PCR amplification, mutation analysis, and sequence variant identification

The complete sequence of the five coding exons, flanking intronic sequences, 5' and 3' non-coding regions and 1000 bp of the promoter region of the HSD17B2 gene was analyzed in DNA samples obtained from Epstein–Barr virus (EBV)-transformed B-lymphoblastoid cell lines of 50 affected individuals. Five primer pairs were used to amplify the fragments that were sequenced in both directions with primers indicated in Table 1. The frequency of variants was also ascertained in 73 healthy unrelated French Canadians. After the completion of this study, Jansson et al. (2007) published their results from the HSD17B2 mutation screening among breast cancer cases from Sweden, which reported a previously unknown missense variant (p.Met226Val) not observed among our affected individuals. The presence of this variant was subsequently ascertained in 69 out of our 73 healthy controls.
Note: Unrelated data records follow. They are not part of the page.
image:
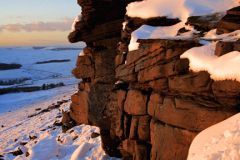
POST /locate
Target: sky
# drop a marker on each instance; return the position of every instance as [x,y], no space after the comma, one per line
[37,23]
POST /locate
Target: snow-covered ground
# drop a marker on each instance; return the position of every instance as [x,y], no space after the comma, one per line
[15,124]
[50,143]
[38,74]
[218,142]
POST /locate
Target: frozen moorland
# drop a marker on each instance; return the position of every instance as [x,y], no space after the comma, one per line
[23,127]
[37,74]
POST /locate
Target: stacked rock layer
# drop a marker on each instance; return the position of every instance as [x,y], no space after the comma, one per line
[159,105]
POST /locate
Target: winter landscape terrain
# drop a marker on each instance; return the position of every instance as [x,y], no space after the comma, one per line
[218,142]
[17,109]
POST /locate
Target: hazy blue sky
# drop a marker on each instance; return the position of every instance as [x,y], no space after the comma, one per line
[31,22]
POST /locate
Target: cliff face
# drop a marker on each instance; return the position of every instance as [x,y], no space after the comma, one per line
[160,105]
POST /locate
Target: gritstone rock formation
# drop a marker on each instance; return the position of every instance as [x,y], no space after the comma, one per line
[160,105]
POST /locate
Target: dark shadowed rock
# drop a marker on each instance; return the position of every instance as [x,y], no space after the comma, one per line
[135,103]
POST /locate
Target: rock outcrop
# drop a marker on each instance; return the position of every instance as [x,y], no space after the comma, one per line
[159,105]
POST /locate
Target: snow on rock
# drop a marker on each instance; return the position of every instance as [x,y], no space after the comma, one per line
[81,53]
[220,68]
[218,142]
[77,19]
[233,36]
[169,8]
[182,9]
[50,143]
[151,32]
[80,152]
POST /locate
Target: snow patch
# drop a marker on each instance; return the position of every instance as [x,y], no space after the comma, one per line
[182,9]
[224,67]
[77,19]
[218,142]
[81,53]
[80,152]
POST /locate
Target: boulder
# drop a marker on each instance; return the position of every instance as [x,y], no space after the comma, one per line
[135,103]
[230,22]
[169,142]
[187,113]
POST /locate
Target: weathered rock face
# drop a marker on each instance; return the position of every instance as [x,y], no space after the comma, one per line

HSD17B2 direct sequencing was performed on an ABI Prism 3730 DNA Analyser automated sequencer using version 3.1 of the Big Dye fluorescent method according to the manufacturer's instructions (Applied Biosystems, Foster City, CA, USA). Sequence data were analyzed using the Staden preGap4 and Gap4 programs. The GenBank accession number for the HSD17B2 reference sequences used in these experiments was NT_010498.15 and NM_002153.1 respectively.
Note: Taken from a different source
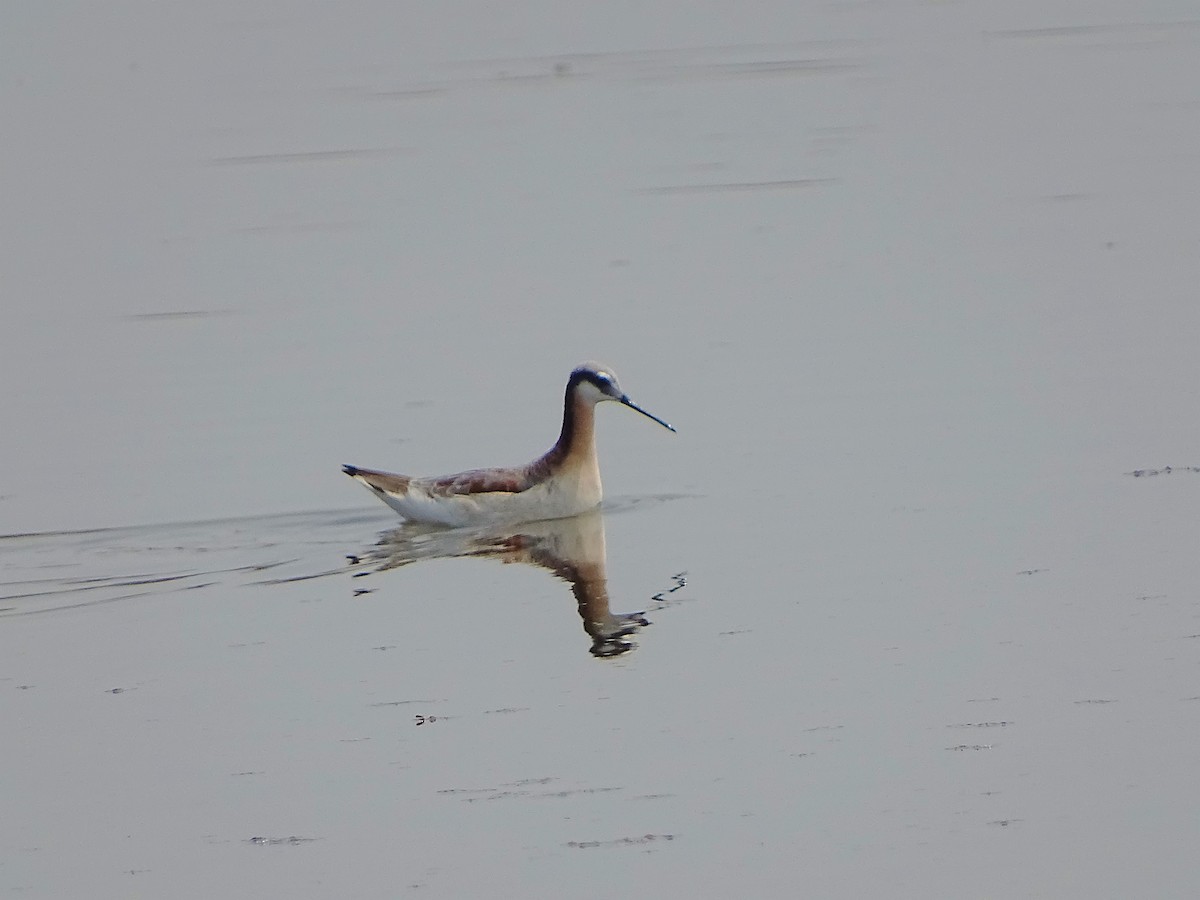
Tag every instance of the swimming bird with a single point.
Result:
(563, 481)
LD analysis, haplotype estimation, and in silico analysis tools

To estimate the pattern of linkage disequilibrium (LD), we used the LDA program (http://www.chgb.org.cn/lda/lda.htm; Ding et al. 2003), which calculates pairwise LD for the common sequence variant pairs. Lewontin's standardized disequilibrium coefficient |D '| (Lewontin 1964, Devlin & Risch 1995) and the square of correlation coefficient r ² (Hill & Robertson 1968) were used as measures of LD between variants. Haplotype reconstructions and frequency estimations were performed using the PHASE 2.1.1 software (http://www.stat.washington.edu/stephens/; Stephens et al. 2001). This program (PHASE) estimates haplotype frequencies with a Bayesian-based algorithm and then uses a permutation test to determine the significance of differences in the inferred haplotypes between cases and controls. Computations were made using the software's default parameters.
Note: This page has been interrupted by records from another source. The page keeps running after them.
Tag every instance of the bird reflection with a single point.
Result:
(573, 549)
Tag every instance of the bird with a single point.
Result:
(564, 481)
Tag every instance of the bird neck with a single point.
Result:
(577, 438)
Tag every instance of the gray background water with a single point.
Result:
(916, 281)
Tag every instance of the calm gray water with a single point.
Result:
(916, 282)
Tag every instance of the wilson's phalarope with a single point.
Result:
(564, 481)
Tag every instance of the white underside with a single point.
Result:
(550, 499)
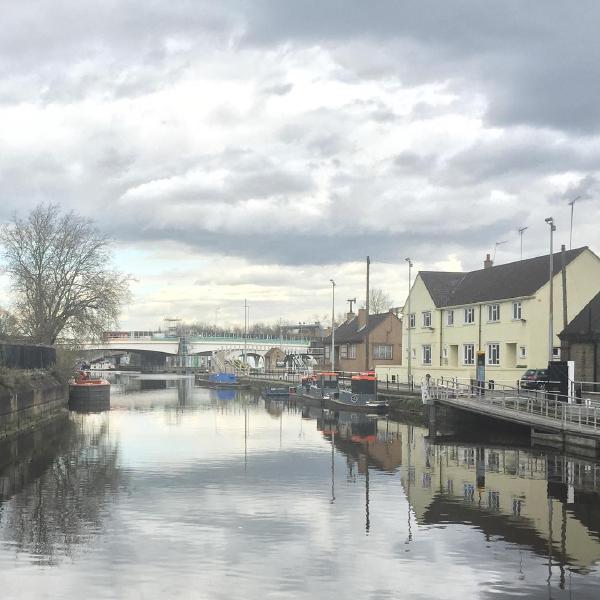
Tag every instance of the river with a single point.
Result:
(185, 492)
Splice site prediction scores were evaluated using splice site prediction by neural network (SSPNN; http://www.fruitfly.org/seq_tools/splice.html) and Alex Dong Li's splice site finder (http://www.genet.sickkids.on.ca/ali/splicesitefinder.html; Shapiro & Senapathy 1987), while the effect of amino acid substitutions was evaluated using sorting intolerant from tolerant (SIFT; http://blocks.fhcrc.org/sift/SIFT.html; Ng & Henikoff 2001) and PolyPhen (http://genetics.bwh.harvard.edu/pph/; Ramensky et al. 2002).

Site-directed mutagenesis

The following oligonucleotide sequences were designed such that the desired mutation was in the middle of the primer with about 10–15 bases of specific sequence on either side. The primer sequences were as follows. For the C to A mutation of c.332C>A: forward (5'-GCTTCACGGTATTTGACGGAGTTTTGAATG-3') and reverse (5'-CATTCAAAACTCCGTCAAATACCGTGAAGC-3'); for the G to C mutation of c.478G>C: forward (5'-GCAGGACAGACGACTGTGGGC-3') and reverse (5'-GCCCACAGTCGTCTGTCCTGC-3'). Site-directed mutagenesis was performed on an expression vector containing the full-length cDNA fragment encoding the complete amino acid sequence for human 17β-HSD type 2 (kindly provided by Dr Van Luu-The, CHUL Research Center, Quebec, Canada) inserted in the pcDNA3.1 vector (Invitrogen) using the QuickChange Site-directed mutagenesis kit from Stratagene (Stratagene Cloning Systems, La Jolla, CA, USA) according to the supplier's protocol. Insertion of the mutation was confirmed by direct sequencing using Big Dye Terminator chemistry on an ABI Prism 3730 automated sequencer from Applied Biosystems.

Transcription/translation

Transcription/translation was performed using the TNT Quick coupled transcription/translation system from Promega according to the manufacturer's instructions, as described previously (Plourde et al. 2007).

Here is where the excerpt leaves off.